John Long's daughter followed her father's final orders and set fire to Mount Long to deny Cromwell the house.  The burnt ruin of Mount Long and the surrounding lands were confiscated and given to one of Cromwell's soldiers named Giles Busteed.  In 1652 John Long was convicted of treason and sentenced to death.  He was hung on January 1653 on Cromwell's orders with thirty four other rebels.

According to local tradition the ancient burial ground at Teampuileen by Mount Long was to be avoided after dark.  A local farmer tried to remove a wall surrounding the graves but failed in his aim.  He saw "something" and fled the area, never to return.

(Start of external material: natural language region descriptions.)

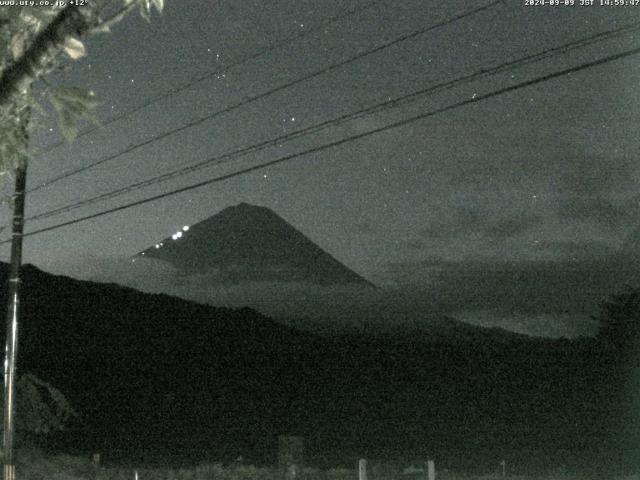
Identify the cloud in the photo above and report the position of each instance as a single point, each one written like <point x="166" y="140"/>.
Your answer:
<point x="546" y="298"/>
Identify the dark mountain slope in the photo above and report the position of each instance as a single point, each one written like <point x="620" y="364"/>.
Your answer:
<point x="155" y="375"/>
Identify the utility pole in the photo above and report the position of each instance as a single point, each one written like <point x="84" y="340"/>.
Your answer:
<point x="13" y="299"/>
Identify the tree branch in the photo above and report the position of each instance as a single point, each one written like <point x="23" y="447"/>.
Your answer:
<point x="17" y="78"/>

Longs and Langs and Laings in Scotland

The following were the number of Longs, Langs, and Laings recorded in the 1901 Scottish census:

Surname
Numbers
Percent
Long
    321
   4
Lang
  3,203
  36
Laing                    
  5,229
  60

 


Longs in America by Place of Origin

Country
Numbers
Percent
Ireland
  1,354
   50
England and Scotland
  1,044
   38
German-speaking
    319
   12


Edward Long's The History of Jamaica


Edward Long was born in England, a member of a family that had long been settled in Jamaica and owned plantations there.  Long himself spent only twelve years in Jamaica, where he was a judge, a member of the House of Assembly, and for a very brief period its Speaker.  But he always identified himself with the interests of the Jamaican plantocracy, that is, the group of white landowners whose prosperity depended on the ownership of sugar plantations worked by slaves.

Long's major work was The History of Jamaica, written in 1774.  This contains an enormous amount of information on all aspects of the island and is still an essential source for historians of the Caribbean. However, the work is strongly marked by his partisan support for the plantocracy, which leads him not only to emphasize Jamaica's importance to Britain but to assert the plantocracy's right to rule Jamaica in their own interest.

Long took racist justifications of slavery to new extremes by manipulating contemporary scientific developments to claim that black people differed ‘from other men not in kind, but in species.’  Any evidence that appeared to contradict his argument that black people were naturally inferior to whites Long did his best to explain away.

Even in his own time there were those who found him deeply offensive and his claims were rejected by many writers.  Nevertheless, The History of Jamaica was widely read and had considerable influence on the development of racist ideologies well into the 19th century.